Born in Viterbo, the painter and tapestry designer Giovanni Francesco Romanelli left the city at an early age to train as an artist in Rome. After studying with Domenichino, he entered the studio of Pietro da Cortona, becoming one the Tuscan artist’s most outstanding pupils. Romanelli assisted Cortona on the decoration of the Palazzo Barberini in Rome in 1631, and soon gained the patronage of the Barberini family himself, receiving numerous commissions from Pope Urban VIII Barberini, as well as serving as the superintendent of the Barberini tapestry manufactory, for which he provided many cartoons. The death of Urban VIII in 1644 and the decline of Barberini patronage in Rome led Romanelli to seek commissions elsewhere. Through the influence of Cardinals Antonio and Franceso Barberini, who had settled in Paris under the protection of Cardinal Jules Mazarin, Romanelli was summoned to France, where he would earn several important commissions. Among the first of these was a fresco cycle depicting scenes from Ovid’s Metamorphoses, executed in 1646-1647 for the Galerie Mazarin in Paris, which, as one modern scholar has noted, ‘represent the first painted cycle by a Roman artist in Paris after the attempts to invite Guido Reni and Cortona had failed.’ Romanelli’s frescoes were to prove highly influential for French painting of the succeeding generation. Back in Rome, he worked at the Altemps, Lante and Costaguti palaces, as well as in the church of San Marco. He was back in Paris between 1654 and 1657, when he was commissioned by King Louis XIV to paint various rooms in the Palais du Louvre, notably the summer apartments of Anne of Austria. Such was Romanelli’s stature in France that he was knighted by Louis XIV into the chivalric order of Saint-Michel.

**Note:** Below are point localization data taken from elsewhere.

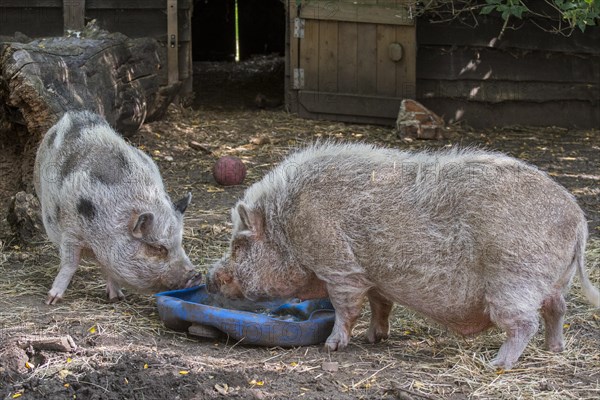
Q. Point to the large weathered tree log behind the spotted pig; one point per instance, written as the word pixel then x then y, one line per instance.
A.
pixel 120 78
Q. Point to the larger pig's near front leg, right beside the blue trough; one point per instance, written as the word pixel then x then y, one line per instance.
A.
pixel 347 302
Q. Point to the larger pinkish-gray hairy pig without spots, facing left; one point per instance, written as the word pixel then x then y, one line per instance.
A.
pixel 466 237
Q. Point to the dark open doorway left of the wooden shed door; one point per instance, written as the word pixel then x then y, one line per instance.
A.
pixel 257 78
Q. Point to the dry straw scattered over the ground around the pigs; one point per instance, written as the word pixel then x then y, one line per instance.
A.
pixel 421 360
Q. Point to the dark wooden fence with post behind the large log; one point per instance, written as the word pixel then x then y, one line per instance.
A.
pixel 167 21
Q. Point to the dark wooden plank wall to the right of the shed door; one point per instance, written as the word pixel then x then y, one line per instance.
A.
pixel 530 77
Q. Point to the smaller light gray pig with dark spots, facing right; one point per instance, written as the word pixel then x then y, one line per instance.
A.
pixel 104 198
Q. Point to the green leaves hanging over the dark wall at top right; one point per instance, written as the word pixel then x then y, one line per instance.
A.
pixel 577 13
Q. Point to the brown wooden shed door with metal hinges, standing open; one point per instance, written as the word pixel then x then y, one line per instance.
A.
pixel 351 60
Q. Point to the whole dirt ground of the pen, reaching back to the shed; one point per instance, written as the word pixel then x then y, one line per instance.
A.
pixel 124 351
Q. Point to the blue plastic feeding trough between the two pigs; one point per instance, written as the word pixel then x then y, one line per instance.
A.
pixel 267 323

The artist spent the remainder of his career in his native Viterbo, where he worked in the Duomo.

Provenance

Yvonne Tan Bunzl, London
Andrew Smithson, Thornton Heath, Surrey
Private collection, England
Crispian Riley-Smith, Yorkshire
Private collection, New York
Thence by descent.
 

Literature

Bernhard Kerber, ‘Addenda zu Giovanni Francesco Romanelli’, in Giessener Beiträge zur Kunstgeschichte, 1979, p.4, pl.IV, fig.11; Jörg Martin Merz, Pietro da Cortona und sein Kreis: Die Zeichnungen in Düsseldorf, Munich and Berlin, 2005, p.181 and p.463, note 121.